---
icreports:
  tags: ['public'] 
---

# Software Engineering #


## Refactoring and Migration ##

Refactoring is the restructing of software or services without changing its external behaviour. It can be undertaken to improve the design of a piece of software or a system or as part of introducing new elements.

Refactoring of a production system can be done in two broad ways:

* incrementally replacing elements of a live system
* bringing up a parallel system and switching to it

For an established production system the former should be preferred where feasible. Switching to a parallel system (the shiny new thing) is often tempting but has the following pitfalls:

* you will end up maintaining two systems - at least during the development phase, and very often after too. 
* if new features need to be added during the refactor they either need to be added to both or users will end up confused by which system a given feature was available on
* without care, having two system can interfere with each other - for example in terms of namespacing
* established production systems can have quircks that aren't in the public API but users have discovered and depend on. They are often only discovered post-switch, and all at once
* the new system will have undiscovered bugs - which users will hit after the switch. Service quality may drop for some time post-switch.
* it can introduce unhealthy habits and culture - of software being throw-away or of quickly jumping to a new technology. Seeing software as disposable can reduce accountability and motivation. It is contrary to agile practices of incremental improvement.

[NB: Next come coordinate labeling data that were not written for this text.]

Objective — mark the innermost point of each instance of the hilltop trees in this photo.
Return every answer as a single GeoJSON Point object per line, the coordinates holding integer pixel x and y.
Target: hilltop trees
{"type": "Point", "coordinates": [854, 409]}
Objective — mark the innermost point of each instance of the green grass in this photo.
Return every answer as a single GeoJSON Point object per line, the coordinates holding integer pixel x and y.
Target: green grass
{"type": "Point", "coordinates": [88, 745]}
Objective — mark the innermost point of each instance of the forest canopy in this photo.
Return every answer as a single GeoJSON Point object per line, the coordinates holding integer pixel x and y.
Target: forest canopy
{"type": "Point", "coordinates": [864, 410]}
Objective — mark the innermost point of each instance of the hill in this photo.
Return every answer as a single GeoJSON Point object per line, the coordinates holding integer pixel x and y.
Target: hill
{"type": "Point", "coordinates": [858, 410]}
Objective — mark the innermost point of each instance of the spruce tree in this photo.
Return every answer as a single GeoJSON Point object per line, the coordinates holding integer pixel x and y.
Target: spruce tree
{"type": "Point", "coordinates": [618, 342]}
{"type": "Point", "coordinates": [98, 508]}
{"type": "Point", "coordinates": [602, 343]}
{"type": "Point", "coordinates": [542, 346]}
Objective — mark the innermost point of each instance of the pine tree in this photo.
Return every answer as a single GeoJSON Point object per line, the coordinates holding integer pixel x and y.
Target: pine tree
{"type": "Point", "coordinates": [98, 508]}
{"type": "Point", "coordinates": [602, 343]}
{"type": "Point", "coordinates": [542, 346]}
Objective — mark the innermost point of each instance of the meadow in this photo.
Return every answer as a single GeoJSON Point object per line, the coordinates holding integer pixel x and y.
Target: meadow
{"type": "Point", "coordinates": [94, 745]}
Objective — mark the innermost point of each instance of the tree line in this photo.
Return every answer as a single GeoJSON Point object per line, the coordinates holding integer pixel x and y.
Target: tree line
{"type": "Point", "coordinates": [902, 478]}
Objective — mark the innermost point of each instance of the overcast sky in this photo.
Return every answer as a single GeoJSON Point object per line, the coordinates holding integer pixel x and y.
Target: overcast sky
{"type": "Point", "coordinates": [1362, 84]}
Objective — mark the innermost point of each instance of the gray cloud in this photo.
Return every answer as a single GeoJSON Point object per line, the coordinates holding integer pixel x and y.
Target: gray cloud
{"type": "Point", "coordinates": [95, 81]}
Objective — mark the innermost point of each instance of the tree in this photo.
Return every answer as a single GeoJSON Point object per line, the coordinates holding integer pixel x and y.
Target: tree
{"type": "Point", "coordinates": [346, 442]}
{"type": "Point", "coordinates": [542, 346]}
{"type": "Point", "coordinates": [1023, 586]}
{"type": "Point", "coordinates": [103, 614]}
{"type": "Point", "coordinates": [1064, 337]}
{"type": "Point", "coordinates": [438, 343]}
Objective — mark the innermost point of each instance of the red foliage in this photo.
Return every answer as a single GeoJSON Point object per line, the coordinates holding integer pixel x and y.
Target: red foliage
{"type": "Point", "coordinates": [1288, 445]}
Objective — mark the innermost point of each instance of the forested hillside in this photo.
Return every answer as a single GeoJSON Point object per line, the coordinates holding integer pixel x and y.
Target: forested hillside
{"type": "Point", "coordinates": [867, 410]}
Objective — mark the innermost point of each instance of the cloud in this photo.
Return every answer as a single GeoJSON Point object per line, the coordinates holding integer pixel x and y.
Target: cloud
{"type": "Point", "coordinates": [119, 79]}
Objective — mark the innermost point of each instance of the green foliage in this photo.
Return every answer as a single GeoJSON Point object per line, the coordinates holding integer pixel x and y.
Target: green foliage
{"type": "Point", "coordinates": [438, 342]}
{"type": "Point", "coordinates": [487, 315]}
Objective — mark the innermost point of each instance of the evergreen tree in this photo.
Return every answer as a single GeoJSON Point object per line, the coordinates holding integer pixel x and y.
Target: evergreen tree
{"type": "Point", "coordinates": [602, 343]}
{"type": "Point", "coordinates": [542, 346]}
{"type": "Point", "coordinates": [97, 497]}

Incremental refactoring should be done in the following stages:

1) Rough scoping or sketching of planned changes, including required resources and estimated timelines
2) Agreement in principle with project stakeholders, including end users, software developers and budget holders. This includes, very importantly, establishing a business priority for the project. Those doing the refactoring should be able to suitably prioritze thier work and get the support they need from others. A decision may need to be made to sacrifice other projects or time spent on other activities related to the production system to support the refactor.
3) Documentation of the existing system, including functional and behavioural requirements, architecture and, for services, maintenance and support playbooks and degree of existing deployment automation and observability
4) Development of a refactoring plan, including timelines with milestones and checkpoints
5) Agreement of plan with project stakeholders.
6) Evaluation of automated test covergage of public APIs and deployment automation, including use of pre-production environments. Performance testing of original system for benchmarking.
7) Filling broad automation and observability gaps
8) Replacement of an atomic (small) feature - backed by automated testing and monitoring
9) Iteration on 8) and gradual replacement of features 

Before doing any refactoring the following bare minimal things should be in place:

* The locations of project materials have been established, including:
  * source code
  * scripts
  * live machines
  * documentation
  * point(s) of contact for questions
  * access credentials
* Stakeholders who need to document the project have at least read access to project materials. Project experts have the time to support the documentation effort.
* The project is documented
* Project materials have been repositorized and those doing the refactoring have edit access to them:
  * source code, scripts and workflows/pipelines are in version control on ICHEC's Gitlab
  * documentation is on an accessible system with version tracking - Sharepoint, Handbooks, Gitlab READMEs or wikis, Draw.io or similar. Ideally architecture diagrams can be version controlled - e.g. stored as diffable plain text.
  * credentials are stored in a suitable system with access controls and auditing - TBD with systems but Gitlab credential management is a start.
* There is at least a documented deployment and maintenance process. 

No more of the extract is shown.